Janelle Hutchinson, a Lloydminster resident has been dealing with Multiple Sclerosis (MS) for nine years now and it’s a disease that she has had to learn to live with.
MS is a autoimmune disease that affects the central nervous system and according to the Multiple Sclerosis Society of Canada, Alberta has one of the highest rates of MS in the world. Hutchinson was first diagnosed in July 2009 and says her symptoms happened overnight.
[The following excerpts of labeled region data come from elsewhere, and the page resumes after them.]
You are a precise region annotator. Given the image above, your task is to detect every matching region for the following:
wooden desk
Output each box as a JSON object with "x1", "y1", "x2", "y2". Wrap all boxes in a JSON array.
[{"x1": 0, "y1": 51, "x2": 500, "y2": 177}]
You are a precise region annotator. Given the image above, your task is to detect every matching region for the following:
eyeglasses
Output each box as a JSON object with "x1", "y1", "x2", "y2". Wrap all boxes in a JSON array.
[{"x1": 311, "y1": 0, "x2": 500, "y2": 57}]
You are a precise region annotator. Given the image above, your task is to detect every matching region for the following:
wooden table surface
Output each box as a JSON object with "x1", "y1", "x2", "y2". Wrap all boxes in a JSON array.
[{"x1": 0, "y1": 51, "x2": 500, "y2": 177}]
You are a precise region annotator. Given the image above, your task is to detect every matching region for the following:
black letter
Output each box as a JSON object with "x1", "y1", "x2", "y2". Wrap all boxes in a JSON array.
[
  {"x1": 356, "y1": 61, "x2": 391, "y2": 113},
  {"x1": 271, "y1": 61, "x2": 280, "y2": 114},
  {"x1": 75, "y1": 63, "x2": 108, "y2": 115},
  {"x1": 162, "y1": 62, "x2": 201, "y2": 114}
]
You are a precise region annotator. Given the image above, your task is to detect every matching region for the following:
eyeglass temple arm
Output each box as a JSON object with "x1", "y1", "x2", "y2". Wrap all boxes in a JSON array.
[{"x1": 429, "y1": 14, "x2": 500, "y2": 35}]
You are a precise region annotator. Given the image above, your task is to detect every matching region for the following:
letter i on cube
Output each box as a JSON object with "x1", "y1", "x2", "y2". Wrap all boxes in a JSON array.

“I had a hard time with balance, couldn’t walk down a hallway without running into a door, those kinds of things. A lot of vertigo.”
Hutchinson went to the doctor and was ordered an MRI right away. Her doctor told her that she had MS.
“I didn’t know what MS was. I knew that if it was a brain tumor it was operable, if it was a inner ear infection antibiotics were always the next step. So I just assumed that my doctor would take care of me and that this would go away.”
Symptoms of MS vary person to person, but some common symptoms include dizziness, pain, tremors and depression. Living with MS on a day to day basis has been a challenge for Hutchinson. She says that every day is different.
“It’s exhausting. I mean you always have chronic fatigue. Everybody’s different, I can only speak for me. I have a problem with balance, sometimes in the car my perception is a little off. Everyday day to day at home there are certain things I can’t do.”
Lloydminster is one of the communities raising funds for research and raising awareness for people like Hutchinson. Thursday morning they had there kick off to the 20th anniversary of the MS walk. Chapter Manager of the Lloydminster MS Society Patty Milnthorp says the Alberta MS society funds more money to researchers than the governments. The MS walk is one of their biggest fundraisers of the year.
“They go to research to find a cure and to also help those researchers find more disease modifying therapies, as well as funding our local services.”
The city’s MS Society has programs such as support groups, yoga classes and counselling. Hutchinson says there are lots of resources in the community to help newly diagnosed people.
“As patients of MS it’s very important to reach out to your society and find out what kind of means you can get and they’re there to talk, they’re there to help you adjust.”
The MS walk is taking place May 5th at Lakeland College. The MS Society is hoping to have 400 or more participants and is setting a goal of raising $120,000.